JPL News: NASA's Voyager 2 Probe Enters Interstellar Space
For the second time in history, a human-made object has reached the space between the stars. NASA's Voyager 2 probe now has exited the heliosphere—the protective bubble of particles and magnetic fields created by the sun.
Members of NASA's Voyager team discussed the findings at a news conference today at the meeting of the American Geophysical Union (AGU) in Washington.
Comparing data from different instruments aboard the trailblazing spacecraft, mission scientists determined the probe crossed the outer edge of the heliosphere on November 5. This boundary, called the heliopause, is where the tenuous, hot solar wind meets the cold, dense interstellar medium. Its twin, Voyager 1, crossed this boundary in 2012, but Voyager 2 carries a working instrument that will provide first-of-its-kind observations of the nature of this gateway into interstellar space.
"There is still a lot to learn about the region of interstellar space immediately beyond the heliopause," said Ed Stone, Voyager project scientist and the David Morrisroe Professor of Physics at Caltech.

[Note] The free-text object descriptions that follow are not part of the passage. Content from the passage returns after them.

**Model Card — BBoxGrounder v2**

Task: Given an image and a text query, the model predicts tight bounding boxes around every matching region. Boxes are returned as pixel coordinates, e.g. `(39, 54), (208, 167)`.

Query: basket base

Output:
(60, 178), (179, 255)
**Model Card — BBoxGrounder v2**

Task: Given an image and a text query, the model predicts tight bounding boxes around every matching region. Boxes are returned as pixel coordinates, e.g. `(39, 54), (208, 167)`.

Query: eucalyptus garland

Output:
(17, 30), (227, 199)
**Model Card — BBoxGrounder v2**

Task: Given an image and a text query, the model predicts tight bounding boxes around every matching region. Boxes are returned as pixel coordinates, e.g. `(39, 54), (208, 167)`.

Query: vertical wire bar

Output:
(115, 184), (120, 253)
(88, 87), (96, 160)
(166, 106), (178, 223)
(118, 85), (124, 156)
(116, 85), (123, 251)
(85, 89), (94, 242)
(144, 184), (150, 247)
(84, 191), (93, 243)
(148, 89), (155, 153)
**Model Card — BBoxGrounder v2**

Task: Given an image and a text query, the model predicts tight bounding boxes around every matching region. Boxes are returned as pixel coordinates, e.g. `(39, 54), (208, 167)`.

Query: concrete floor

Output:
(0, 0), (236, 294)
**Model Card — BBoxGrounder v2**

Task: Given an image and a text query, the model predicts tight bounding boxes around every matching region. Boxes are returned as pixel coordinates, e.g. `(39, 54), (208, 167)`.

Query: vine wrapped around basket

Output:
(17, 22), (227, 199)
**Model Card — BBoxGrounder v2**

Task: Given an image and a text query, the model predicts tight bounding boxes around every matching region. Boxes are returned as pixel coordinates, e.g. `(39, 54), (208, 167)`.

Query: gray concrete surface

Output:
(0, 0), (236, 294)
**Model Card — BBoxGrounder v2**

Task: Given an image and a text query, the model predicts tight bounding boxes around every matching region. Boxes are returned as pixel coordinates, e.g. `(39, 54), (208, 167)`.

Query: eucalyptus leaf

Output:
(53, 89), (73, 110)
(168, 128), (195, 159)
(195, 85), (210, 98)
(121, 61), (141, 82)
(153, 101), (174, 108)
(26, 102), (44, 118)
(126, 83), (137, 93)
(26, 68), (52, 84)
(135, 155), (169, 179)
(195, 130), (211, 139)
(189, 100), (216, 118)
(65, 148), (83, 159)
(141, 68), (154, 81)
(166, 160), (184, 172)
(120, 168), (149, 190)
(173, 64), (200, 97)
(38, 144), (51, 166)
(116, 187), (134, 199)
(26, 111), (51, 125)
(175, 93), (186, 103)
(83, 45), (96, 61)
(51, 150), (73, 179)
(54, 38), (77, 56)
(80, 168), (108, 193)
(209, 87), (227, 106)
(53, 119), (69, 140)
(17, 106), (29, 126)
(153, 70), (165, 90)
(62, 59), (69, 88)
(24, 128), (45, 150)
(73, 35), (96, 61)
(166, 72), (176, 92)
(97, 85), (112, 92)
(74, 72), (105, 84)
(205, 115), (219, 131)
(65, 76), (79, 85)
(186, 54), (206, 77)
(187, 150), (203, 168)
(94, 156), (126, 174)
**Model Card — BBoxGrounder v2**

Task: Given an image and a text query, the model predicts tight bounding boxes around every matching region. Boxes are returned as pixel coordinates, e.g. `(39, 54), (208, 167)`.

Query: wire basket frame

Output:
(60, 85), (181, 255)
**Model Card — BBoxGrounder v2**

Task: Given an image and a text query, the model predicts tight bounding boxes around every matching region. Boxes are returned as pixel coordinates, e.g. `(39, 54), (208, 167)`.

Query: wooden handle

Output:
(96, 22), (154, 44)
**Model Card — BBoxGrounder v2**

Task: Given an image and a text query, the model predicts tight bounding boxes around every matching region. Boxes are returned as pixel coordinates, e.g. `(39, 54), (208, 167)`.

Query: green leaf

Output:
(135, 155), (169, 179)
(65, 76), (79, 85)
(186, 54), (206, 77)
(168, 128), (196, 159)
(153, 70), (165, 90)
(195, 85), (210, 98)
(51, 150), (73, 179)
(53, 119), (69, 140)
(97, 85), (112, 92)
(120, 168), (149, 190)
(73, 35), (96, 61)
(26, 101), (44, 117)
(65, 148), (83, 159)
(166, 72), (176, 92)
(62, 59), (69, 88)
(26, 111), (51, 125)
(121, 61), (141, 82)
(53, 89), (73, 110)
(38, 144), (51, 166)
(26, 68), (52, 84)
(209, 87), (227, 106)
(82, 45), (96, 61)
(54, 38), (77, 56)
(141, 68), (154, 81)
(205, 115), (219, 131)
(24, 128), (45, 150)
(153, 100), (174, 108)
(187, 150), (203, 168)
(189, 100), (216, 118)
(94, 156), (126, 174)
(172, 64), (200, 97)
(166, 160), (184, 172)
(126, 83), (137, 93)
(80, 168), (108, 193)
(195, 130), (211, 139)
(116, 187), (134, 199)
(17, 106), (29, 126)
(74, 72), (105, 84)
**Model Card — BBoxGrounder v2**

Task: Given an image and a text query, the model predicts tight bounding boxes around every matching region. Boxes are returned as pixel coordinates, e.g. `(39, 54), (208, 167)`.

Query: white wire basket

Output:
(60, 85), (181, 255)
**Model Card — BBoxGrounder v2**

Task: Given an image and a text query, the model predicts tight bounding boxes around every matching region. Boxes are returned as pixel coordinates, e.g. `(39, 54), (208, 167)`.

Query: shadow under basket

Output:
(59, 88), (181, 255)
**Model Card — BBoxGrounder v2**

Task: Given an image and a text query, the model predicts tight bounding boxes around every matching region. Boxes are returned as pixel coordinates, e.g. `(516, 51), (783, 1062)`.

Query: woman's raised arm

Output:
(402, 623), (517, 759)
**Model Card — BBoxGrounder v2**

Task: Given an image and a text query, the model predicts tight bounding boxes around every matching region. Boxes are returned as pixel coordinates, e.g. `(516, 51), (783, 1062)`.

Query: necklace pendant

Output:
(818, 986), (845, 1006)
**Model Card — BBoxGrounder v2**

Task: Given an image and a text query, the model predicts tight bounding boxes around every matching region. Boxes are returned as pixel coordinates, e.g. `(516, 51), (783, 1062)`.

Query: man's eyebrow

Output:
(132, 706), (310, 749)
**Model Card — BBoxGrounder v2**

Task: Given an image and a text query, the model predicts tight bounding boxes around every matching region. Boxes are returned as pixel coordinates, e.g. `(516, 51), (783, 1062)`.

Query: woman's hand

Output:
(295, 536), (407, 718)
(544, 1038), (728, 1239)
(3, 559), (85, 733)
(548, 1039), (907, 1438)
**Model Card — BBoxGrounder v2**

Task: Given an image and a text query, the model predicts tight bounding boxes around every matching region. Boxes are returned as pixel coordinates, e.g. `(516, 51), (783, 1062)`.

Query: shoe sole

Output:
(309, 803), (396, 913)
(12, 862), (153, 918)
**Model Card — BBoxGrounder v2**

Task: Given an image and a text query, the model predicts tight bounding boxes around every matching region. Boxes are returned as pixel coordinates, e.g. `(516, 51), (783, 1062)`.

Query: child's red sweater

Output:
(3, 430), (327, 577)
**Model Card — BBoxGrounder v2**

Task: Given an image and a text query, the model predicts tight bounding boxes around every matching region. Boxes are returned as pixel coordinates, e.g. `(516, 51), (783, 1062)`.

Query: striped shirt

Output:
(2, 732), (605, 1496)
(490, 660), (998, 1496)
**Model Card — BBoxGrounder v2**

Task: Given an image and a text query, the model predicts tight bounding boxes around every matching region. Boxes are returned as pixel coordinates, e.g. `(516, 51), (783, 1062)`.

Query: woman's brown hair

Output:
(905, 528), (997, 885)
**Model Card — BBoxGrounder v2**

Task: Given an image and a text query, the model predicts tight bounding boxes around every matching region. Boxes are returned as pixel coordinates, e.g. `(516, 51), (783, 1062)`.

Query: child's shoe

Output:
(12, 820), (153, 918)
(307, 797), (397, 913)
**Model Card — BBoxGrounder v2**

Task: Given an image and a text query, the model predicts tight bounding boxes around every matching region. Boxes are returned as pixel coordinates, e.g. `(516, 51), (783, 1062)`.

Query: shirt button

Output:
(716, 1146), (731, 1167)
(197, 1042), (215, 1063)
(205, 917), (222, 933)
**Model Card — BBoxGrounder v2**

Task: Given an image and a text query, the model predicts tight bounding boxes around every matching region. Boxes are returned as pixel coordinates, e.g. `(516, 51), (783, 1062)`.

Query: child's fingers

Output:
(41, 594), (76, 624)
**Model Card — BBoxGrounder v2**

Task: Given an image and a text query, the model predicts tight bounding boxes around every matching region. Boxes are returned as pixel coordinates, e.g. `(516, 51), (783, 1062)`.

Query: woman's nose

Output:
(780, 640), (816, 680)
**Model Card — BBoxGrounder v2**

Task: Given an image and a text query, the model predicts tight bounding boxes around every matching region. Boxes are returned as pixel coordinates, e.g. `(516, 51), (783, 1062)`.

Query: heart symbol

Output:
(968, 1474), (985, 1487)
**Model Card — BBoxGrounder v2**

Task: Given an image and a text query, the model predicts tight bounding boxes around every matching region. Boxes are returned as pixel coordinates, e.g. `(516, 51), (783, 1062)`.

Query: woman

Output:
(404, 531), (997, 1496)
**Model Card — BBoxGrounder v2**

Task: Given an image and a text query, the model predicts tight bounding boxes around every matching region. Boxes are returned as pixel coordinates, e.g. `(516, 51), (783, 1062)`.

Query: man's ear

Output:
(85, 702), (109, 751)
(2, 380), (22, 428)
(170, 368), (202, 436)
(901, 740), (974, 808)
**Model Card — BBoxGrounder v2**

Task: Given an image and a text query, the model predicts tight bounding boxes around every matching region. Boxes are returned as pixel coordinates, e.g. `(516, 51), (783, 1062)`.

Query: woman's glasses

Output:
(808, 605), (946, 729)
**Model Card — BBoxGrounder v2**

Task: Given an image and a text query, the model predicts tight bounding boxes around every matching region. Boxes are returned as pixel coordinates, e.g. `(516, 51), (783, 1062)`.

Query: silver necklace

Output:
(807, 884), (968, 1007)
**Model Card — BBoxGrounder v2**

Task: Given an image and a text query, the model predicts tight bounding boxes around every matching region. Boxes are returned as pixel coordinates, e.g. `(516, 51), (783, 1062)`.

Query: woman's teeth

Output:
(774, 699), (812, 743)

Voyager 2 now is slightly more than 11 billion miles (18 billion kilometers) from Earth. Mission operators still can communicate with Voyager 2 as it enters this new phase of its journey, but information—moving at the speed of light—takes about 16.5 hours to travel from the spacecraft to Earth. By comparison, light traveling from the sun takes about eight minutes to reach Earth.